$(X,T)$ is countably compact iff every countable family of closed sets with the finite intersection property has non-empty intersection

Question

Prove that a topological space $(X,T)$ is countably compact iff every countable family of closed subsets which has the finite intersection property has a non-empty intersection.

My question is what exactly is this asking in the $\Rightarrow$ direction? If I let $\{F\}$ be a countable family of closed subsets that have the finite intersection property, then $(\forall \{F_i\}_{i=1}^{n})(\bigcap_{i=1}^{n}F_i \neq \emptyset)$. Then doesn't it have a non-empty intersection?
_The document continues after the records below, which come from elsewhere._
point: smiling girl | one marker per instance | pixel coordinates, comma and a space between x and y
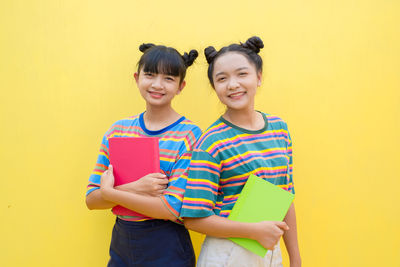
241, 142
158, 238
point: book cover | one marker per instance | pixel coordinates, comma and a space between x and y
259, 201
132, 158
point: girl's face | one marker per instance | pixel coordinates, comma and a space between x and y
235, 81
158, 89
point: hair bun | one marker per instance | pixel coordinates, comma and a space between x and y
189, 58
144, 47
253, 43
210, 54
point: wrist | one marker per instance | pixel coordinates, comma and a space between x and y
106, 192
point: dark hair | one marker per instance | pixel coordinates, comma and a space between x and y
165, 60
249, 49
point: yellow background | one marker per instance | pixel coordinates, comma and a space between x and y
331, 71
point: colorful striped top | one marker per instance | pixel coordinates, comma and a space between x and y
226, 155
175, 144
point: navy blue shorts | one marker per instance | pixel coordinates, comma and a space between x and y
150, 243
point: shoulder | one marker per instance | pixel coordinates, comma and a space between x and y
123, 125
212, 134
190, 126
275, 122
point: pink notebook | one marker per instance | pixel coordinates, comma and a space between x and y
132, 158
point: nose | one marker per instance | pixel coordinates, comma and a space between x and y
157, 83
233, 84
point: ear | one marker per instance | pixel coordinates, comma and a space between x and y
259, 78
181, 86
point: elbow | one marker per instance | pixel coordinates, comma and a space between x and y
89, 204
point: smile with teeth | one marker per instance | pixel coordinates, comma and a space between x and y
155, 94
236, 95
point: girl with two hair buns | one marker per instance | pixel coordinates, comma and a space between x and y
158, 237
241, 142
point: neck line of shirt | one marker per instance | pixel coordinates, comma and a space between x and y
246, 130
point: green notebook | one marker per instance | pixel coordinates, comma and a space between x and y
259, 201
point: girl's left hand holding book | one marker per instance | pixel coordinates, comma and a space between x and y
152, 184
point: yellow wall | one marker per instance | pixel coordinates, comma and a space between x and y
331, 71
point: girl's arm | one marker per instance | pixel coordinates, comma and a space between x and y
290, 238
149, 205
95, 201
267, 233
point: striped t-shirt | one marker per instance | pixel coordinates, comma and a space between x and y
176, 142
226, 155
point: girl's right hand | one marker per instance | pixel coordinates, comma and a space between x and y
268, 233
152, 184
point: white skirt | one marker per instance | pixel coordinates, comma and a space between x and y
221, 252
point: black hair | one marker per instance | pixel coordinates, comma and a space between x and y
165, 60
249, 49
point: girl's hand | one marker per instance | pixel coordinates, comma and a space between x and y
107, 179
152, 184
268, 233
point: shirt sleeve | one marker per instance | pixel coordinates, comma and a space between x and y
290, 167
101, 165
202, 185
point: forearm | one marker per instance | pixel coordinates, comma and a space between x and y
95, 201
147, 205
290, 237
219, 227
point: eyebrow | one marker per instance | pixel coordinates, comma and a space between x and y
238, 69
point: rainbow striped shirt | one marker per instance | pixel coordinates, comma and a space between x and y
176, 143
226, 155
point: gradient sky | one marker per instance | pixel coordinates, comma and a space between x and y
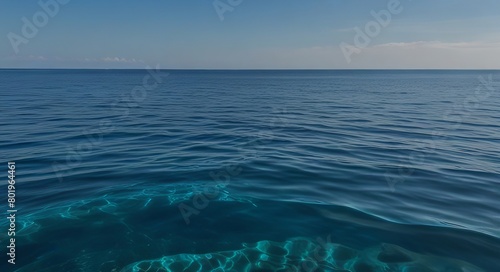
457, 34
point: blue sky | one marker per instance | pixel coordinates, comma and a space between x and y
253, 34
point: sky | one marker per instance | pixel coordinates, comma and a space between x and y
250, 34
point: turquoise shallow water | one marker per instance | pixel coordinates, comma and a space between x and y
253, 170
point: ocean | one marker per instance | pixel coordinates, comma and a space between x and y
251, 170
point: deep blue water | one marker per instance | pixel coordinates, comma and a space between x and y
252, 170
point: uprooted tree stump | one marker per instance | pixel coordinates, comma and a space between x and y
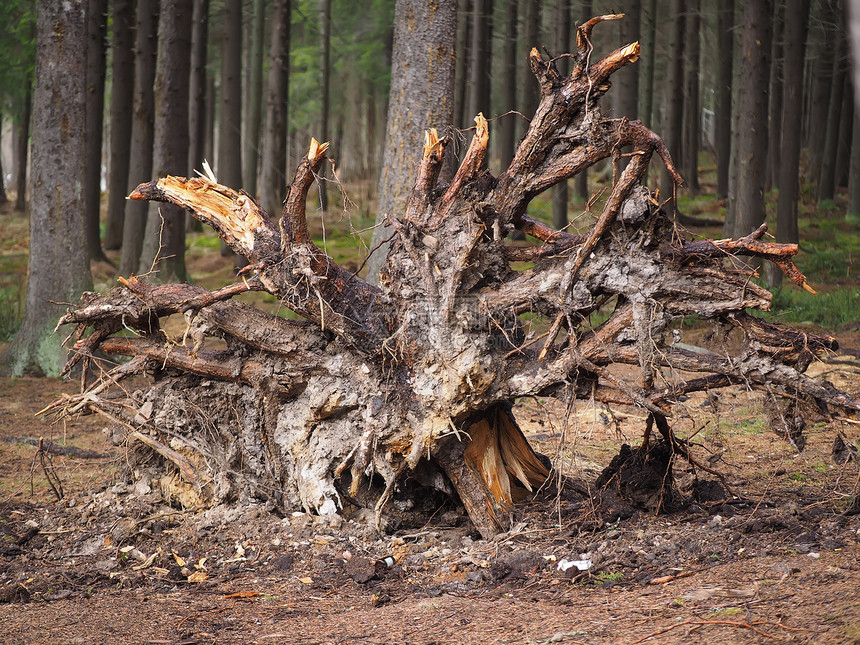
383, 392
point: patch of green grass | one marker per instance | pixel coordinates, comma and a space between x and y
829, 310
608, 576
11, 311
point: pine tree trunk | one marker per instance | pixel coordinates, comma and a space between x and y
751, 136
827, 175
846, 123
140, 165
273, 175
22, 144
673, 117
775, 95
229, 161
325, 48
420, 97
164, 241
253, 117
463, 54
96, 32
561, 45
692, 106
122, 100
796, 25
197, 107
580, 182
59, 268
723, 104
508, 125
822, 79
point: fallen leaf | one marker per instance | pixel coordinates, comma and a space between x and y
198, 576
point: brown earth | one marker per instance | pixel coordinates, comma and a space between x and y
773, 560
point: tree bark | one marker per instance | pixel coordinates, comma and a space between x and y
164, 243
827, 175
463, 56
751, 136
229, 162
580, 182
479, 66
96, 32
325, 68
422, 77
846, 122
673, 117
561, 45
822, 79
197, 106
796, 24
253, 119
386, 396
723, 102
122, 100
22, 144
775, 95
59, 267
140, 165
273, 177
508, 125
692, 103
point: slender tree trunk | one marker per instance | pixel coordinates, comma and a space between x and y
580, 182
673, 119
561, 45
827, 175
230, 116
854, 170
822, 78
197, 86
723, 99
140, 166
251, 153
463, 53
479, 79
796, 21
649, 42
692, 105
96, 32
325, 48
59, 258
751, 136
846, 121
775, 94
508, 125
3, 198
422, 87
164, 244
737, 71
273, 177
122, 100
22, 144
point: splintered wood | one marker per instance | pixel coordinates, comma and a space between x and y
397, 397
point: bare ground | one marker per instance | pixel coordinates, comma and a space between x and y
112, 563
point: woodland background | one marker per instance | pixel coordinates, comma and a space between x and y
755, 129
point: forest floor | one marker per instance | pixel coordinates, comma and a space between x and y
773, 559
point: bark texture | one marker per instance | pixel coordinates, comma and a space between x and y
422, 78
383, 394
59, 267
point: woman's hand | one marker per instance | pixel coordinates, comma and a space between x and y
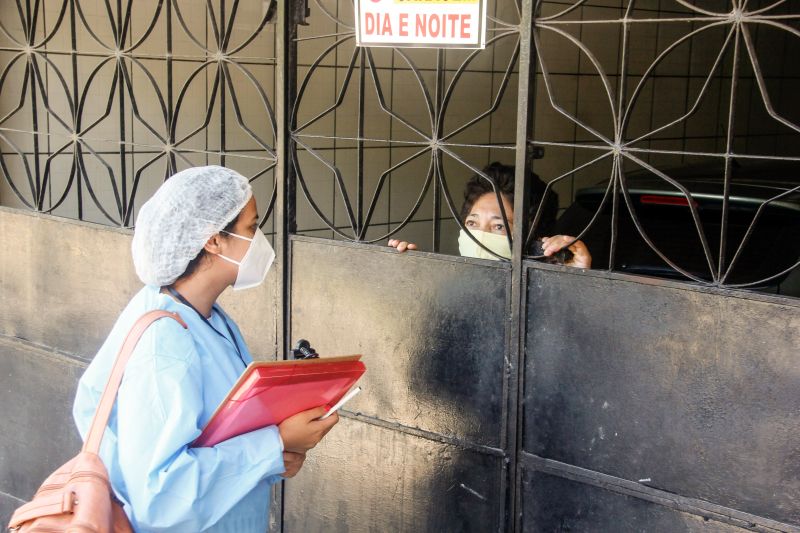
304, 430
581, 258
402, 246
292, 462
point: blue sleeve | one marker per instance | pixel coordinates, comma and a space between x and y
171, 486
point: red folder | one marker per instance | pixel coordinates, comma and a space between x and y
269, 392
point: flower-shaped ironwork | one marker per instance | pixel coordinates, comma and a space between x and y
130, 119
419, 115
630, 154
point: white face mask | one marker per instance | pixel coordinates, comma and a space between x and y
493, 241
256, 261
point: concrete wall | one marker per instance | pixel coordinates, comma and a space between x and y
62, 285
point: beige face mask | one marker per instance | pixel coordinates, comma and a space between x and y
493, 241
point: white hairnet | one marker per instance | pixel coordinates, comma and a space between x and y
173, 226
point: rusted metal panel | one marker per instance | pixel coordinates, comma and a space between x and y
692, 392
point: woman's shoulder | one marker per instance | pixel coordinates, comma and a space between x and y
164, 337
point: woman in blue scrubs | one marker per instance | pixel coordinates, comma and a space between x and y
195, 237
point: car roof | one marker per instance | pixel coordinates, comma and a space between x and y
751, 183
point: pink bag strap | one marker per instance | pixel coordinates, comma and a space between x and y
100, 420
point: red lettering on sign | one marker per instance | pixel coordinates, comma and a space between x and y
421, 31
434, 29
449, 25
403, 30
386, 28
369, 23
452, 18
465, 26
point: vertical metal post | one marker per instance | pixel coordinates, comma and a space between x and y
517, 314
285, 224
438, 166
221, 80
361, 231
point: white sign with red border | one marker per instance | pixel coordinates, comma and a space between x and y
421, 23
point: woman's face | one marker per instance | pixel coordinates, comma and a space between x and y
485, 215
246, 226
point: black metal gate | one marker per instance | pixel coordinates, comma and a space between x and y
508, 395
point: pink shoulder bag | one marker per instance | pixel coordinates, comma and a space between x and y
77, 498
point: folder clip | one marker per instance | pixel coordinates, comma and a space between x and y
303, 350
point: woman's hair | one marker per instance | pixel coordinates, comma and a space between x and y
503, 178
194, 264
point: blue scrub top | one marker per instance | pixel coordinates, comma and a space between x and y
173, 383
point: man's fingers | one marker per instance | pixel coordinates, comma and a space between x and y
329, 422
313, 414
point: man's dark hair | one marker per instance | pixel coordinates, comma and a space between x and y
503, 178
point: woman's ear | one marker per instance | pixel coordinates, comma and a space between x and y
214, 244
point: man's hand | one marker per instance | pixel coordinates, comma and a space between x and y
402, 246
581, 258
292, 462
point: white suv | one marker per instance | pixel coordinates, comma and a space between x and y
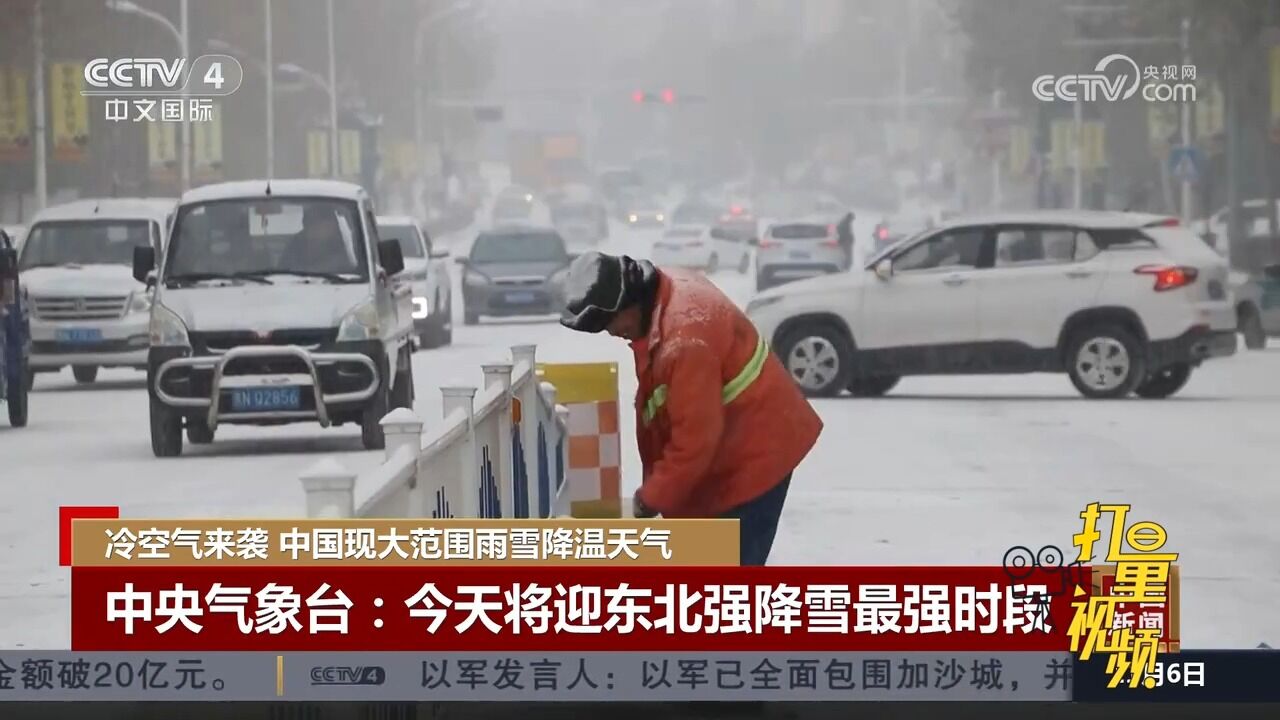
1121, 302
275, 302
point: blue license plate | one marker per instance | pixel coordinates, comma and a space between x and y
266, 399
80, 335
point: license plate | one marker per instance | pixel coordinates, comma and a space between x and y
80, 335
265, 399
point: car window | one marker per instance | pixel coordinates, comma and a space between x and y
406, 236
269, 236
1038, 246
955, 249
83, 242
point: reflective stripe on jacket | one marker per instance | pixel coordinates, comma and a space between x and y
718, 419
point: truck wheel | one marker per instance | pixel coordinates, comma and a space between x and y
165, 431
18, 402
818, 358
199, 431
370, 419
1249, 324
1105, 361
872, 387
1165, 382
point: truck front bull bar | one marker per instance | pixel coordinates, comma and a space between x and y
310, 359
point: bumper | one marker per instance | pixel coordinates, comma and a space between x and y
1193, 346
333, 383
118, 343
515, 300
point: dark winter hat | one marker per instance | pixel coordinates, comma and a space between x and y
595, 291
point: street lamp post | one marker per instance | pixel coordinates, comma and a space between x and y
41, 147
182, 36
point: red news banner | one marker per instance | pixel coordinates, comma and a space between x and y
566, 607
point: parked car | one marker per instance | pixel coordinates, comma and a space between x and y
1120, 302
428, 273
1257, 305
275, 302
513, 270
796, 250
86, 308
14, 336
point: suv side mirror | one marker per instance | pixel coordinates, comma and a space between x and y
885, 269
144, 261
391, 255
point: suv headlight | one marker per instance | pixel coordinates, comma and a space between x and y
167, 328
360, 323
140, 302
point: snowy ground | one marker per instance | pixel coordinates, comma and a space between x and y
945, 470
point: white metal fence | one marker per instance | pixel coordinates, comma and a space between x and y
499, 452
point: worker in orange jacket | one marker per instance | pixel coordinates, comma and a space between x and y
720, 423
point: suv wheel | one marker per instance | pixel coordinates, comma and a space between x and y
1165, 382
165, 431
818, 358
1105, 361
1249, 323
17, 397
872, 387
199, 431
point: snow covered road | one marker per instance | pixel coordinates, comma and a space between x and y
944, 470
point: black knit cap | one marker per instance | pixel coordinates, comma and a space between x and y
600, 286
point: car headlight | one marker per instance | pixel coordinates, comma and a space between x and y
360, 323
167, 328
140, 302
762, 302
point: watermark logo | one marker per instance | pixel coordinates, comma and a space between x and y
161, 89
1118, 77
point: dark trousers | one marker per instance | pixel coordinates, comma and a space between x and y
758, 523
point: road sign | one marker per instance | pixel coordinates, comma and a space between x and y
1184, 163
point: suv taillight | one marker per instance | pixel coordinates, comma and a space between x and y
1169, 277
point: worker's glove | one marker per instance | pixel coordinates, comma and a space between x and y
640, 510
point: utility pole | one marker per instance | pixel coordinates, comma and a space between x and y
184, 28
39, 76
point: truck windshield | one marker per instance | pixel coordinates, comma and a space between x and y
411, 246
519, 247
83, 242
268, 236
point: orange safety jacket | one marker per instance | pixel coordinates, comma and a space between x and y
718, 419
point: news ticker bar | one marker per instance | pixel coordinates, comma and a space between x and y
625, 677
533, 677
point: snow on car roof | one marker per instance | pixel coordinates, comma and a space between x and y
394, 220
109, 209
279, 187
1079, 218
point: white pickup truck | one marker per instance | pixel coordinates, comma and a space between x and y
275, 302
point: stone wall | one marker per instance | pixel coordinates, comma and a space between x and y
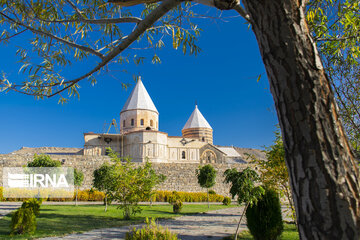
179, 176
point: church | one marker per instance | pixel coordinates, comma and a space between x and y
141, 140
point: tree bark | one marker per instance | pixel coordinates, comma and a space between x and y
323, 172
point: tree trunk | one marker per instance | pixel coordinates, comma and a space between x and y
323, 172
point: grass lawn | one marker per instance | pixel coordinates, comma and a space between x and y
289, 233
56, 220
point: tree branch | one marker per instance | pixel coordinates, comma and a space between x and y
155, 15
14, 35
242, 12
71, 44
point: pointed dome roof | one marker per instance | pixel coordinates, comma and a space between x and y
139, 99
196, 120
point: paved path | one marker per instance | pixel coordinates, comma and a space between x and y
211, 225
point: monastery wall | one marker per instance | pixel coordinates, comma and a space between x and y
179, 176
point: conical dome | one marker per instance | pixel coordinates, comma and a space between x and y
139, 99
196, 120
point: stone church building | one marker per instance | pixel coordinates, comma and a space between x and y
141, 139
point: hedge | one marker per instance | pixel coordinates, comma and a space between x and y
159, 196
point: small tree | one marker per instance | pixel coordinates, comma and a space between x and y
104, 181
78, 180
264, 218
243, 186
43, 161
132, 184
206, 178
273, 171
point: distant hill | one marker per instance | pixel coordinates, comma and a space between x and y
48, 150
251, 151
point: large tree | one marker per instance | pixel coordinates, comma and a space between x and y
322, 168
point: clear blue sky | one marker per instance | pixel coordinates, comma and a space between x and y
222, 79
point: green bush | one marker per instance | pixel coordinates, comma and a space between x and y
33, 204
23, 221
151, 231
212, 192
264, 219
227, 201
164, 196
177, 206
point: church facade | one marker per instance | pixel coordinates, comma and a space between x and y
141, 140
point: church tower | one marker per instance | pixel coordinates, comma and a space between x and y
198, 127
139, 111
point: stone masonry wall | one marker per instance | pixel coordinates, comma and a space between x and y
179, 176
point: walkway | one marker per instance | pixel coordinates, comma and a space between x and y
211, 225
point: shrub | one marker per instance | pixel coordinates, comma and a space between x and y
164, 196
151, 231
227, 201
177, 206
264, 219
23, 221
212, 192
33, 204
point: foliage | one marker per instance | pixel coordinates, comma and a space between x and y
86, 217
62, 33
177, 206
151, 231
206, 177
227, 201
24, 219
78, 179
163, 196
273, 171
335, 28
159, 196
264, 218
243, 186
33, 204
212, 192
132, 184
104, 181
43, 161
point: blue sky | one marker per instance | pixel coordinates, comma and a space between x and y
222, 79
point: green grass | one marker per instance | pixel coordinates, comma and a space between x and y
57, 220
290, 233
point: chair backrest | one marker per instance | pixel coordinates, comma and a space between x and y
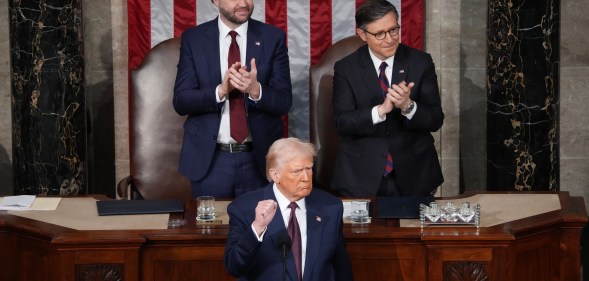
155, 128
322, 128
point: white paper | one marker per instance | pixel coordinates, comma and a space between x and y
19, 202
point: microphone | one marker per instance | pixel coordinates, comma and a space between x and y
284, 244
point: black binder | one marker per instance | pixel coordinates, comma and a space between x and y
400, 207
134, 207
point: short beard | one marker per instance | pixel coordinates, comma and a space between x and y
233, 19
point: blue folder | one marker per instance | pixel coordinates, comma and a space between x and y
133, 207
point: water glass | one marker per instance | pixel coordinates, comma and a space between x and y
359, 213
205, 208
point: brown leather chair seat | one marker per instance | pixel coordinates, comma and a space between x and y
155, 129
323, 133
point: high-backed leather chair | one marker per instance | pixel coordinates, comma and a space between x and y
155, 129
322, 128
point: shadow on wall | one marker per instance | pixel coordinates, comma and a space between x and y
6, 173
100, 123
472, 138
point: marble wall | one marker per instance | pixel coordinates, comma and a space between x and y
523, 95
456, 38
48, 97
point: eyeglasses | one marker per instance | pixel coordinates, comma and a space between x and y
382, 34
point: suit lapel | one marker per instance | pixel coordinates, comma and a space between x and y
276, 229
212, 49
369, 76
255, 43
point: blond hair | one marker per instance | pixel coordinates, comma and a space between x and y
286, 149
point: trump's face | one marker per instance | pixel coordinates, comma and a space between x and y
235, 12
385, 47
294, 178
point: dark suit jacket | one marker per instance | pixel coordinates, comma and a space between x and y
364, 146
199, 73
249, 259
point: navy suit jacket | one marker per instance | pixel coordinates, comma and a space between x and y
362, 154
249, 259
199, 74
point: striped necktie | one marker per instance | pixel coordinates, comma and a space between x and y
237, 119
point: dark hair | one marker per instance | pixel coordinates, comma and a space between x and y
373, 10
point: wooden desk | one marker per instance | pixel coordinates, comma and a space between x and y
540, 247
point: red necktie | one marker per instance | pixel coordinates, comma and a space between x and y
384, 85
295, 235
237, 119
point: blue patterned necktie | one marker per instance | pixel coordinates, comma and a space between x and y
384, 86
295, 235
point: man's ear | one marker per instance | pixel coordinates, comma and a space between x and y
361, 33
274, 175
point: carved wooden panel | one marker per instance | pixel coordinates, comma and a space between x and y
465, 271
99, 272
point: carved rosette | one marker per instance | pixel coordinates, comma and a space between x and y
461, 271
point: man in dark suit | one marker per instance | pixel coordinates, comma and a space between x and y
385, 127
261, 224
231, 62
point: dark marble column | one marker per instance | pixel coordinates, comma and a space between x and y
48, 100
522, 95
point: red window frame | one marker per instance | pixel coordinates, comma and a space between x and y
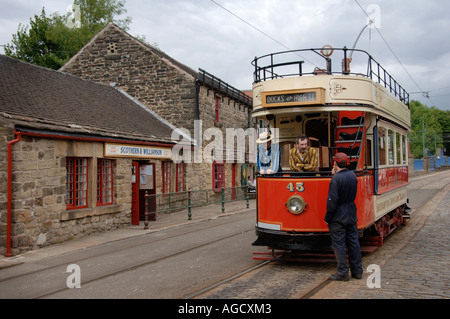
181, 187
77, 182
217, 108
218, 174
104, 181
167, 176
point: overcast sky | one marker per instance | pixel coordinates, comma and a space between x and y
202, 34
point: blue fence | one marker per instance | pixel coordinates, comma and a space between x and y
434, 161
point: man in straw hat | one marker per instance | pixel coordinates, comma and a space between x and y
341, 219
269, 156
303, 158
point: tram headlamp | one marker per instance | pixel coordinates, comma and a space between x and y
296, 204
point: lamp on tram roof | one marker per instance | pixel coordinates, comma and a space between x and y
327, 50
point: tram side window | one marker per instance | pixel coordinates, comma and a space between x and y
391, 147
381, 146
398, 148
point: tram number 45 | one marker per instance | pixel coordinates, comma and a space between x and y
299, 186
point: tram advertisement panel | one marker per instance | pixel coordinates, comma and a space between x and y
275, 194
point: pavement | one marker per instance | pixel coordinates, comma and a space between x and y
414, 261
163, 221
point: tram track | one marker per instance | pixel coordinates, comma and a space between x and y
97, 258
143, 264
109, 252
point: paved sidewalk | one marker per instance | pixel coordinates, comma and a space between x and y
164, 221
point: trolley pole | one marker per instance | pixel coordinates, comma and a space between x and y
223, 200
189, 205
146, 210
246, 197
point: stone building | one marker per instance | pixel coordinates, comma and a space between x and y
69, 152
178, 94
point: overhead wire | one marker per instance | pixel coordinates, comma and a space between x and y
396, 57
260, 31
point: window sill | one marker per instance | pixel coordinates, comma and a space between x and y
89, 212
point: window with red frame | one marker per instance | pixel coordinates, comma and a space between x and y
180, 178
104, 182
218, 176
217, 108
77, 182
167, 170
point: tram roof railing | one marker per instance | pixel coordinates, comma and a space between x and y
275, 65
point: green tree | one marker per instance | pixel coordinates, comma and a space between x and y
52, 41
429, 125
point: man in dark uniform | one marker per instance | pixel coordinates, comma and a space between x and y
341, 219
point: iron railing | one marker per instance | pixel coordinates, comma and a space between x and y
170, 202
275, 65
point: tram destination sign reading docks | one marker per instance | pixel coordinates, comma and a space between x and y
137, 151
314, 96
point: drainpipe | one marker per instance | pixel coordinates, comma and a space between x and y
9, 196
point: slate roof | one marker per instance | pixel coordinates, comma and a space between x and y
37, 97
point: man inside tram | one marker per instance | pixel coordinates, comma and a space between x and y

Or is this trying to have me prove that $\bigcap_{F_i \in \{F\}} F_i \neq \emptyset$?

Answer 1

For the forward implication you assume that $X$ is countably compact and try to show that whenever $\mathscr{F}$ is a countable family of closed subsets of $X$ with the finite intersection property, then $\bigcap\mathscr{F}\ne\varnothing$. Thus, the most straightforward way to begin your proof is to let $\mathscr{F}$ be an arbitrary countable family of closed sets in $X$ with the f.i.p.; somehow you need to show that $\bigcap\mathscr{F}\ne\varnothing$.

HINT: Assume that $\bigcap\mathscr{F}=\varnothing$, use $\mathscr{F}$ somehow to get a countable open cover $\mathscr{U}$ of $X$, apply the hypothesis of countable compactness to get a finite subcover of $\mathscr{U}$, and somehow use that finite subcover to derive a contradiction. This contradiction shows that $\bigcap\mathscr{F}$ cannot be empty after all.